Director:
Producer:
Serge Lalou, Gerhard Meixner, Ari Folman, Yael Nahlieli, Roman Paul
Screenwriter:
Actors:
Ari Folman, Ori Sivan, Roni Dayag, Shmuel Frenkel, Ron Ben Yisahi, Dror Harazi, Boaz Rein Buskila, Carmi Cna'an, Yehezkel Lazarov
01/06/2009
Movie Reviews: Waltz With Bashir
Twenty-six rabid dogs tear through the streets, foaming at the mouth, seeking their target: a middle-aged man with glasses. He wakes with their barks, walks to his balcony and stares down into their flaming eyes. He has this dream each and every night and has, ostensibly, ever since the 1982 Israeli invasion of Lebanon. His recounting of this dream over a few drinks is where Waltz With Bashir, Ari Folman’s beautiful new animated documentary, begins.The film is centered on Folman's quest for the moments, the rather large chunks of time, that he has forgotten since his tour of duty 25 years ago. The film is a self-propelled search for truth in the shadow of war—a powerhouse of self-reflection through which the audience may encounter some provocative ideas relevant to their own lives. After all, Waltz With Bashir is a film that obsesses in its exploration of the most malleable human tool: memory.

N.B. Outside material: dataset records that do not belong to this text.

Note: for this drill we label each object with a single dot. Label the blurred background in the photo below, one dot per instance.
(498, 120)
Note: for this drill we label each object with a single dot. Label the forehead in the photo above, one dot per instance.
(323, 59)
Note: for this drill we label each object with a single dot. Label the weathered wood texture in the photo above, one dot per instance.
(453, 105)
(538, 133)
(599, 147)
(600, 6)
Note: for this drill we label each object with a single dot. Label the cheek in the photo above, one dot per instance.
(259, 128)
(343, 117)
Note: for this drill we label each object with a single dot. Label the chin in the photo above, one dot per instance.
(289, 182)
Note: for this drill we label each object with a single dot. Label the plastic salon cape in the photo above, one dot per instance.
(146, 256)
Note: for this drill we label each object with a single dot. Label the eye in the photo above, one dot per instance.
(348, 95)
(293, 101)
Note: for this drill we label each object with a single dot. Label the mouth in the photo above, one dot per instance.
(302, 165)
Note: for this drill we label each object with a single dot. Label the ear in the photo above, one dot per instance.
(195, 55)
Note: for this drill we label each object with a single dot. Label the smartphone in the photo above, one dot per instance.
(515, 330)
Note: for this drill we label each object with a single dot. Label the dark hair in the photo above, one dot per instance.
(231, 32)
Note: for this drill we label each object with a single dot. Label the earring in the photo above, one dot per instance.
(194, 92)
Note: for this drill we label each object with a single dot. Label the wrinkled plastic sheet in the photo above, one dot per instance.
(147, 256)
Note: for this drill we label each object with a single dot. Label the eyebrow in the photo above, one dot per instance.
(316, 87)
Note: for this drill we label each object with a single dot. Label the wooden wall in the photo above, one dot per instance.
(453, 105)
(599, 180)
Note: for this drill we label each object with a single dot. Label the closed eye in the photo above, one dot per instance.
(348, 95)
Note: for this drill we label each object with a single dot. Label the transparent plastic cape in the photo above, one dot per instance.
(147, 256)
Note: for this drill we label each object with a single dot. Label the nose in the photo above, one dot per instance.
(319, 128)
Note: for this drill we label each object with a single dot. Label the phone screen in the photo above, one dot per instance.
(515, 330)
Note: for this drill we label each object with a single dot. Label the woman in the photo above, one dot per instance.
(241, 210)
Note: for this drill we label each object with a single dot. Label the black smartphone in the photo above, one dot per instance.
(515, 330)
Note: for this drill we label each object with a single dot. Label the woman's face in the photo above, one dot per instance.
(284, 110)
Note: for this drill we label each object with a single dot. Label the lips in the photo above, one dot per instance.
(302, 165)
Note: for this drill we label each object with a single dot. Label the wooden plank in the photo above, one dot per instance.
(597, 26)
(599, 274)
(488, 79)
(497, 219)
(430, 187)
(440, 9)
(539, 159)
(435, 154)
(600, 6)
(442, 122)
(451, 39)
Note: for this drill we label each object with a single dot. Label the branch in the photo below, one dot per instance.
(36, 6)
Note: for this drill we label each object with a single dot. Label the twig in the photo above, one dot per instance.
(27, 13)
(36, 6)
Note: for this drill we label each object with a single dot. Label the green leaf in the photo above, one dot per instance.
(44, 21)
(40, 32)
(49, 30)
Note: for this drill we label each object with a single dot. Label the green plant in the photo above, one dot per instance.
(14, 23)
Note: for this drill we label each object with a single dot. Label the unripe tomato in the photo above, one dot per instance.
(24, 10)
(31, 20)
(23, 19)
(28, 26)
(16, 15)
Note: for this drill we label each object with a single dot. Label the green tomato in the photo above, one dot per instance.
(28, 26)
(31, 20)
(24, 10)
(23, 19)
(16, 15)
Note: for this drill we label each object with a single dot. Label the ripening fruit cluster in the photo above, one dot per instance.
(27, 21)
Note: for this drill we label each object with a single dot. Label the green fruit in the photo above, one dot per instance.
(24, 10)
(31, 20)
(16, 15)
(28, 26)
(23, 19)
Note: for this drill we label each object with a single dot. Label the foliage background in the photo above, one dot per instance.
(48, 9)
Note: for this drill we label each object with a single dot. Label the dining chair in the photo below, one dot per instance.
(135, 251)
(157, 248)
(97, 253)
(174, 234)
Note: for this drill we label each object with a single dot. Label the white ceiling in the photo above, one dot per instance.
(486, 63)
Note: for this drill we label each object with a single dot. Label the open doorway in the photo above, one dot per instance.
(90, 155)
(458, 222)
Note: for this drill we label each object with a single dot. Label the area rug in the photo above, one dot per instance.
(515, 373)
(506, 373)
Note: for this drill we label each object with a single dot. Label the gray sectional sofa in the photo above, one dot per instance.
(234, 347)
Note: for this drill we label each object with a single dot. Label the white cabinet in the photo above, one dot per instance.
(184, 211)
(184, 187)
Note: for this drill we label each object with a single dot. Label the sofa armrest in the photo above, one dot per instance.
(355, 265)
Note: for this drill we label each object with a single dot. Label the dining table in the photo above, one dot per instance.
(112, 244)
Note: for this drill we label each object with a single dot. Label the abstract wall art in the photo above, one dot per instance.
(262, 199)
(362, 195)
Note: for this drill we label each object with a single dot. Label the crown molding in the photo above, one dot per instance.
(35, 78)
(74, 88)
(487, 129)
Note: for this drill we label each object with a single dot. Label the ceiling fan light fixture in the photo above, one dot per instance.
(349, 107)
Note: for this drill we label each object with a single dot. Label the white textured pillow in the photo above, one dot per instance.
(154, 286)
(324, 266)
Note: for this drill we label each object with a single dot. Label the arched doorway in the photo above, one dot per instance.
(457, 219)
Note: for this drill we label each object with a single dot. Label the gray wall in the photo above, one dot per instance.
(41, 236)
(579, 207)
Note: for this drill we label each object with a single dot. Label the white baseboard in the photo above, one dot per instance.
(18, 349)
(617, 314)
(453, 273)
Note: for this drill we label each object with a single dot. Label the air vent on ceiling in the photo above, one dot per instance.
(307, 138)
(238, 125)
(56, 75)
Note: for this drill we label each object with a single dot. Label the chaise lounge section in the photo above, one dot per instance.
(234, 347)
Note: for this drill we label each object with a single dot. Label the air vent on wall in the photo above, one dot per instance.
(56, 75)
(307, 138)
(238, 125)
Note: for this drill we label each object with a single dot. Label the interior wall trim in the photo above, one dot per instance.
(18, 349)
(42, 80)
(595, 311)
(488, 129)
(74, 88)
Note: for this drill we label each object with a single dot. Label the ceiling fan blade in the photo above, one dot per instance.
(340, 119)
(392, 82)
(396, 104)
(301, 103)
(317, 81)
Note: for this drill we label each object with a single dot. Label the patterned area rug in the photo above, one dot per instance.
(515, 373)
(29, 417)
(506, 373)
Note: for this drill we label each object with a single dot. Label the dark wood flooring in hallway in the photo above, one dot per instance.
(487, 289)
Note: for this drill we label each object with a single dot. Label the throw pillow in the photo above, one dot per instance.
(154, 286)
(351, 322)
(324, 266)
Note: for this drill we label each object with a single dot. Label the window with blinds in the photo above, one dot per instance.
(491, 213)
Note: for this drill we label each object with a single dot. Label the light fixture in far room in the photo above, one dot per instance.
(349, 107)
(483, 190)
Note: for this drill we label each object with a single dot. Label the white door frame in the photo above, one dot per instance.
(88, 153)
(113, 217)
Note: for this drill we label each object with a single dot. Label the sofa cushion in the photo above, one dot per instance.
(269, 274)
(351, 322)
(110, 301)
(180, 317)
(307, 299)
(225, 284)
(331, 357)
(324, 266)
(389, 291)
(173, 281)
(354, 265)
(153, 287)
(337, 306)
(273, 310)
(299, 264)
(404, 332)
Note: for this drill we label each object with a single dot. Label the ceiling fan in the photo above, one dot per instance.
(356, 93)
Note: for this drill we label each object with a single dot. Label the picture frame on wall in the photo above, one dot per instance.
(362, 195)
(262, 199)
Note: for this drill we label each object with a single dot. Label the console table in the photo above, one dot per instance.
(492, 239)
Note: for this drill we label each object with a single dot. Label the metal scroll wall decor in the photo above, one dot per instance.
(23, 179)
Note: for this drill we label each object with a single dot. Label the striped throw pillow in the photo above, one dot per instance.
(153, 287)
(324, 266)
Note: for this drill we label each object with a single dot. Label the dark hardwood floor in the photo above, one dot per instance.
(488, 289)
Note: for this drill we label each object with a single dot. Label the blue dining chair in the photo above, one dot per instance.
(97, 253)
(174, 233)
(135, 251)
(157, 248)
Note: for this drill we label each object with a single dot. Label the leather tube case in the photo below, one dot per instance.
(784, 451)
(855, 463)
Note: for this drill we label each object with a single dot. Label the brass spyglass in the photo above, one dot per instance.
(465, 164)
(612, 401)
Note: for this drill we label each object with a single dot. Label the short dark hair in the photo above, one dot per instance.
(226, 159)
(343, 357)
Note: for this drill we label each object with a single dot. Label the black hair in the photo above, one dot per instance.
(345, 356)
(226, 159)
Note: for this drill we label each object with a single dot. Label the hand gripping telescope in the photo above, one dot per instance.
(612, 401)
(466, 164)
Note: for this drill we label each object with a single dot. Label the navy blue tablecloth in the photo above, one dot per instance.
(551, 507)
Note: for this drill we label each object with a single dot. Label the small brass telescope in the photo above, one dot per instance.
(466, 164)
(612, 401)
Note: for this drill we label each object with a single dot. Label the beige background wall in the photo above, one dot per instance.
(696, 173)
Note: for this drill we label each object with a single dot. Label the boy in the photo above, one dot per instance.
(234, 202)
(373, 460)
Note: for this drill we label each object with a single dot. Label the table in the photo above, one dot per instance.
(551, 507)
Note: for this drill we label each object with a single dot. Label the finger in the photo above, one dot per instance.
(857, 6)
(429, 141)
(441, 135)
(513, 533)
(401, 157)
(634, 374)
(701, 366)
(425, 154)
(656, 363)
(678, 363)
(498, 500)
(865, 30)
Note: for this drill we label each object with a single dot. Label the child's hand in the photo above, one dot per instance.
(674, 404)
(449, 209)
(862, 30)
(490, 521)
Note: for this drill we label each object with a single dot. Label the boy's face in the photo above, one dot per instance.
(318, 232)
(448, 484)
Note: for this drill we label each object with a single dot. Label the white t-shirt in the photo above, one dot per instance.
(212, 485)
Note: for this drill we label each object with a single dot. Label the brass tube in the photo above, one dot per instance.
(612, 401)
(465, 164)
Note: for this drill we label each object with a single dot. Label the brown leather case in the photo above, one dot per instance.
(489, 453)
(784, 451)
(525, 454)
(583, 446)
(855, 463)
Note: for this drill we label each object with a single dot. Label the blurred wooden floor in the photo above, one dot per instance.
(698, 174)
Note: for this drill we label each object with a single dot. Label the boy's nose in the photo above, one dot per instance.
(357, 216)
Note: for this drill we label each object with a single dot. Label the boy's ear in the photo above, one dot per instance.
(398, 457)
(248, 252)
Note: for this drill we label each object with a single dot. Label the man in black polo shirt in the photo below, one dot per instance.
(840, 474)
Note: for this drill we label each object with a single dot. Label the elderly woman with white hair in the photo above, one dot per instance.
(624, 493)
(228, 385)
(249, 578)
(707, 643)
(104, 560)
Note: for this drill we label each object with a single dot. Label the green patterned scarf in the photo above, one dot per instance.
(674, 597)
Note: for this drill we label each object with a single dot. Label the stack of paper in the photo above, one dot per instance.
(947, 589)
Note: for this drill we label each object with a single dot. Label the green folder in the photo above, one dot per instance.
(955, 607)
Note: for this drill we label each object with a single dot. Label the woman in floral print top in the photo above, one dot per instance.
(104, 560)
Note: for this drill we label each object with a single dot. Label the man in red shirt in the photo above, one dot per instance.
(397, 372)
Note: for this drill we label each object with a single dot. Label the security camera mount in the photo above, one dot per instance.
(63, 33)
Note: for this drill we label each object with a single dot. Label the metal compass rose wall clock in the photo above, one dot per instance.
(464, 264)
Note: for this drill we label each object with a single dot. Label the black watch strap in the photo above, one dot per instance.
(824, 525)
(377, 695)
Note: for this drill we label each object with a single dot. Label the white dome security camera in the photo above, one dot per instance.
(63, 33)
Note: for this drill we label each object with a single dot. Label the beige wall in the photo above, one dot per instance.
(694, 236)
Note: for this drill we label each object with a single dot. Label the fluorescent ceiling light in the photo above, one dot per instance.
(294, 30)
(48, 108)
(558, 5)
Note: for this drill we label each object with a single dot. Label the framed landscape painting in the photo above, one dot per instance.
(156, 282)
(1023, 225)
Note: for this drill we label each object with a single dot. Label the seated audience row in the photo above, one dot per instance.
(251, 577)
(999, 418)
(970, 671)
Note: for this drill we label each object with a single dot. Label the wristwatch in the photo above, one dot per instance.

In his utilization of animation, Folman is able to transmute what would have been a standard documentary style narrative into something more engaging. The images, painstakingly hand-drawn by David Polonsky and his team of illustrators, reflect the horrors of war in a mesmerizing, surrealist manner. Each moment seems strung out and extended. Each step a character takes is slow, detached, and without hesitation. The process captures perfectly the idea that these young men, the conscripted soldiers of Israel’s war, are outside of themselves. This is not real for them. It is a dream in the same way that much of Waltz With Bashir passes as a dream. At any given moment, however, Folman can choose to tear down fantasy’s walls, leaving reality in all of its gruesomeness to burst forth.
As the film wears on, absorbing the audience fully into what is occurring or, more accurately, what has occurred, more and more layers of Folman's memory are unearthed. In Amsterdam one day, en route to the airport to return home to Israel, the flood of repressed images tears through. Folman, as hard as he may have tried, can no longer remain the distanced youth he once was. These images have unknowingly taken a toll on him, on his friends, on Israel.
One image is that of a young Palestinian boy in an orchard with an RPG that an Israeli unit takes out. The 26 dogs referred to earlier are reminders to the one recalling those images, of the dogs he sniped as his unit entered villages. The director himself dreams of walking out of the sea along with two comrades and turning to see Beirut in flames. Flares soar across the sky and there seems to be guilt attached to the young men as they stand, dumbfounded in their false purity, and watch like moviegoers. All of these images make up the cloth of Folman and the interviewee's collective memory—the memory of innocence lost, of death witnessed too soon as if it were nothing.
At the heart of Waltz With Bashir is what lies at the heart of narrative films such as Apocalypse Now, Full Metal Jacket, and others: the futility of war, the uselessness of war. While Folman's film is without a doubt well-balanced and fair, there is a plaguing sense of distance that allows the audience to understand the director's perspective. In his mind, there is absolutely no question as to whether war is worthwhile or not. Because of this, the film is less about constructing some chastising polemic and more concerned with the humanity hidden beneath all of the political nonsense.
In the end, Waltz With Bashir is "nothing like you've seen in American movies. No glam, no glory—just very young men going nowhere, shooting at no one they know, getting shot at by no one they know, then going home and trying to forget. Sometimes they can." It seems like a good thing that Folman made the conscious choice to take a chance and remember.